Last weekend I attended the Astronomer’s Conjunction, an annual amateur event held in western Massachusetts. After listening to two teams of well-informed amateurs debate the Pluto-planet question, I asked the following hypothetical question: Let’s pretend that we wake up on Monday morning to the following exciting news. Astronomers using the Keck Telescope announce that they took a series of deep images of Proxima Centauri, the nearest star to the Sun. The pictures revealed an orbiting body that is well above the threshold to be spherical, it has three moons, and a spectrum shows that it has an atmosphere. Should we call it a planet? After nobody in the audience objected to this designation, I added, “Actually, I was just describing Pluto.”
We heard the news today that after 76 years, less than 400 members of the International Astronomical Union decided to boot Pluto out of the family of planets. This was an unfortunate decision for a number of reasons, not the least being the bad PR that such a tiny minority of self-appointed elites is ramming its arbitrary decision down the throats of the entire astronomical community. I predict that some of the members who voted for the new definition of “planet” will come to regret it, because it will fail to accommodate future discoveries. But I’m pleased that the IAU made a decision, and that the new official definition of “planet” is well motivated and based on sound scientific reasoning. Nobody is going to die or lose their life savings because Pluto will no longer be considered a full-fledged planet.

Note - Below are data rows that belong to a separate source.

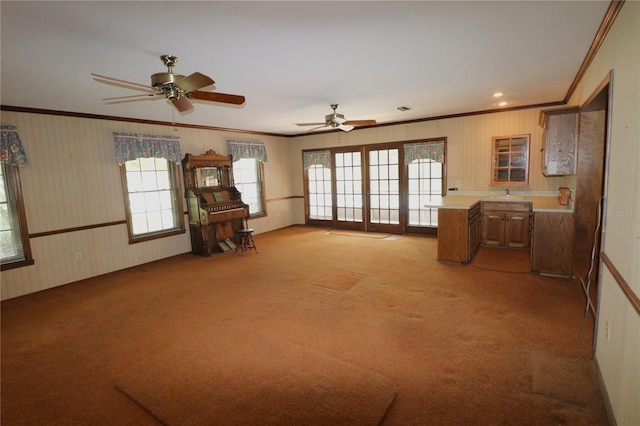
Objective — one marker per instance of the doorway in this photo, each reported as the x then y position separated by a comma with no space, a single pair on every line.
590,202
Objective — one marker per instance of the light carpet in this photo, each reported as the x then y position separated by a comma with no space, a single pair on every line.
231,375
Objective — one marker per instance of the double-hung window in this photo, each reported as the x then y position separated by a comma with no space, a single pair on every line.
247,174
14,238
150,170
153,198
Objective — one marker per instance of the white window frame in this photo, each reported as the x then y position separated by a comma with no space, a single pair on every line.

But there are several gaping holes in the IAU’s definition, including one that is so immediately obvious that it boggles my mind that intelligent people could actually vote for it. The definition is anti-Copernican in the sense that it defines planets as objects orbiting the Sun. In other words, only solar-system objects can be considered true planets. Excuse me, but even under the most liberal definition for “planet” that one could seriously propose, we know of about 50 planets in our solar system right now. We already know of more than 200 planets outside the solar system. And if the official definition were extended to include planets around other stars, the total in our Milky Way Galaxy alone must be something on the order of 100 billion to a trillion. In other words, the IAU definition completely ignores 99.99999999999 percent of the planets that exist in our galaxy. Huh?

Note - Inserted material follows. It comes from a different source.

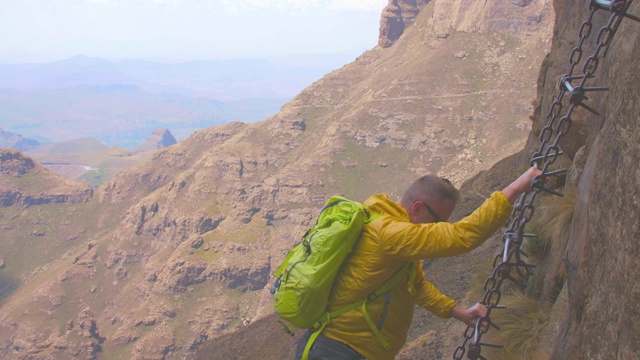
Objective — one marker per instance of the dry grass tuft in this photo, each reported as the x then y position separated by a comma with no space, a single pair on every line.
552,226
522,325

Maybe this was prudent, because adding extrasolar planets to the resolution would have made it even harder to reach a verdict. Maybe a bunch of astronomers thought, “We need to learn more about planets outside the solar system before we can come up with a sensible definition.” But something inside of me says that the IAU wimped out, and that it might end up sweeping this problem under the rug for a very long time, just as it did with the Pluto question.
Perhaps certain members of the IAU leadership, who were responsible for the exoplanet omission, felt concern that future discoveries could throw a monkey wrench into the official definition. If that’s what they thought, their concern was justified. For example, one of the criteria is that a planet “has cleared the neighborhood around its orbit.” Not only is this statement rather vague when applied to our solar system, but I predict that in the next few years, we’ll find systems around other stars where it fails miserably. Astronomers who simulate the evolution of planetary systems on computers have shown that in some circumstances, interacting planets can leave behind a system with two Jupiter-mass planets that share the same orbit, with one 60 degrees ahead of the other. Such a “Trojan” configuration is stable for billions of years, so it almost certainly exists in nature. It’s only a matter of time until planet hunters such as Geoff Marcy and Paul Butler uncover this kind of system (it’s possible that several have already been found!). So if the IAU definition is applied to other stars, two very massive planets sharing an orbit would not be true planets, because neither one has cleared out its neighborhood.
Astronomers have also found that at least half of very young stars are surrounded by disks, and there’s good reason to think that many of these disks will spawn planets. It will take tens of millions of years for these planets to clear out their regions of space. Does that mean that a newborn 5-Earth-mass object that has not had time to clear out its zone is not a planet?
I also suspect we’ll find systems that through some kind of freak dynamical evolution, have left planet-mass objects in zones of rubble. Heck, even Earth shares its region of space with tens of thousands of asteroids of various sizes. One could counter that these bodies are in unstable orbits. But both Jupiter and Neptune harbor vast populations of Trojan asteroids that will remain in their orbits for billions of years. And even many trans-Neptunian bodies, such as Pluto, cross Neptune’s orbit. Under the IAU’s vague new rules, we could rule out Earth, Jupiter, and Neptune, and perhaps other planets as well.
And by not setting a specific size or mass requirement, the IAU has left itself wide open for criticism as soon as astronomers find Mercury-, Mars-, and perhaps even Earth-sized bodies in the distant solar system. Such discoveries are only a matter of time, given the limited nature of surveys to date.
I know it was really, really hard to come up with the definition that the IAU accepted today, and I also know it was impossible to come up with one that would satisfy everyone. The definition that was accepted could have been much worse. And while I hope the passage of this new definition calms down the debate for awhile, we have not heard the end of this story.